The IT lessons of 50 years of space flight
In today’s world, the ability to instantly communicate and share information across the globe is pretty much taken for granted.
But obviously it wasn’t always that way.
On May 5, NASA will celebrate the 50th anniversary of Alan Shepard’s flight as the first American in space.
And I had the opportunity to talk to Art Cohen, who managed IBM Corp.’s team that ran NASA’s Space Flight Center for the Mercury program.
“We were the first real-time system,” Cohen said. That statement was about as close to bragging as Cohen got when talking about the historic mission.

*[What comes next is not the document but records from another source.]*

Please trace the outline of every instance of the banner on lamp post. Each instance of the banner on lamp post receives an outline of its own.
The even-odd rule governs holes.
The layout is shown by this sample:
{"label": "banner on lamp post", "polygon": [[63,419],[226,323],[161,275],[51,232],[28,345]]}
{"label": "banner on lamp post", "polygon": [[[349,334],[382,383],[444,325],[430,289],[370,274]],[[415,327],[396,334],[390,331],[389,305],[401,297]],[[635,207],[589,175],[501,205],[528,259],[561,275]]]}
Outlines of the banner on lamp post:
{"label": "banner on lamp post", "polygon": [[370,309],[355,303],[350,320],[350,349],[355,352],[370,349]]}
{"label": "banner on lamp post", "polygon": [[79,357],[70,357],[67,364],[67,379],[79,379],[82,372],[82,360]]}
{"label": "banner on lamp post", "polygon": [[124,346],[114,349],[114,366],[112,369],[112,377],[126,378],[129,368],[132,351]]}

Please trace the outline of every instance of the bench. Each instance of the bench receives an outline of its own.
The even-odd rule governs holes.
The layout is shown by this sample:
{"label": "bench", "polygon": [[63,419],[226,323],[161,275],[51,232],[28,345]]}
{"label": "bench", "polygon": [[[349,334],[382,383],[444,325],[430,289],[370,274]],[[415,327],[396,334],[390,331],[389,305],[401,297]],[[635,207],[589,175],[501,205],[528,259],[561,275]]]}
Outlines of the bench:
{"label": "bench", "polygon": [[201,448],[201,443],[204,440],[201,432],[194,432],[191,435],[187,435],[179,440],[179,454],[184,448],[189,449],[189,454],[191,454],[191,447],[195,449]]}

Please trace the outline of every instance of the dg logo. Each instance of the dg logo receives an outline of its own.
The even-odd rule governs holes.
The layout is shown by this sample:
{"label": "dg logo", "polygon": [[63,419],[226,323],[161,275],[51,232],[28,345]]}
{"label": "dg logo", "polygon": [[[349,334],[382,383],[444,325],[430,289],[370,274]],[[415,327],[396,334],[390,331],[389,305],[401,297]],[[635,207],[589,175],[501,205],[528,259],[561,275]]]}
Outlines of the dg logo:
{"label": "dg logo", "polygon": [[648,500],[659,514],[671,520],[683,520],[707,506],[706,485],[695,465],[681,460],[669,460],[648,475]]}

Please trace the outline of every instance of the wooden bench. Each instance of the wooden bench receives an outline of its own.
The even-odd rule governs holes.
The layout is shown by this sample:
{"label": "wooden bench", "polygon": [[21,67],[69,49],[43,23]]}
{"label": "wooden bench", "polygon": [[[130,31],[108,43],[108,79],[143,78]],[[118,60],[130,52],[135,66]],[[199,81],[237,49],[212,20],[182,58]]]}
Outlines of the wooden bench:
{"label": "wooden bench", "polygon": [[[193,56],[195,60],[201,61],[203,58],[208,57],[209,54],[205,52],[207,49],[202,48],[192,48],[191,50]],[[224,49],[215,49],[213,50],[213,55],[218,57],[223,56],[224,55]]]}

But he is using the opportunity of the 50th anniversary to highlight the role computing played in the flight and how computing is an overlooked aspect of the story.
“People knew all about the astronauts and mission control, but nobody knew anything about computing or that computing was behind a lot of it,” he said.
IBM’s role was to run computing centers at Cape Canaveral in Florida, Goddard Space Flight Center in Maryland, and Bermuda.
Transistors were so new that they weren’t really trusted, especially when a man’s life was at stake. So IBM ran vacuum-tube computers – its 709 model – in tandem with newer transistor based models, the 7090.
At the Cape, a 7090 worked as an impact predictor, monitoring the launch and re-entry and keeping tabs on where the rocket and capsule would go if the mission had to be aborted.
Other computers were gathering radar data and telemetry information.
“All the data came into Goddard,” Cohen said. And IBM then fed the displays at mission control.
One of the challenges was building a monitoring system to gather, track and distribute all the data at at then blazing speed of 2,400 bits per second.
“A lot was happening,” he said. “We were driving all the displays at the Cape, wall maps, flight controllers, retrorocket controllers. We were sending them the data.”
Another challenge was the mathematics to analyze the data, which fed decisions on the launch and re-entry and where to point the radars at sites around the world.
“We translated where the capsule would be and knew exactly where it would go across horizon and gave the radar sites the acquisition data to pick it up,” he said.
Shepard’s flight was a success, of course, and it was followed by other Mercury flights and then the Gemini and Apollo programs.
“What we did had a lot of impact on the other space flight programs,” Cohen said. But he holds no illusion that there are people today who say, "They did it this way on Mercury, so I’m going to do it this way."
“I don’t think that way," he said. "Smart people will figure out ways to do things."
But the legacy does extend beyond NASA.
Cohen left for another project after John Glenn’s first orbit around the Earth. The systems and processes were pretty stable by that point, and he wanted to move back to New York.
He worked on other projects for IBM that used mathematics and computing to build large complex systems.
Others on his NASA team also went onto other projects, including work on the air traffic control system and airline reservation systems.
“All these people went on to use what they learned,” he said. “Our people went on to do a lot of different things, and they taught new people what they learned.”
The tools and the power of the computers may be greater today than 50 years ago, Cohen said, but the principles remain: using computing power to solve a customer’s problem.
He said that 50 years ago with Shepard’s flight, he and his team had been up for 48 hours and were catching catnaps on the computer console. They were elated with the success of the flight, but they were not part of the cigar-smoking celebration at mission control.
“We didn’t get any cigars,” he said.
Cohen will be in Florida on Thursday as part of the anniversary celebration of Shepard’s flight. I hope this time someone gives him his cigar.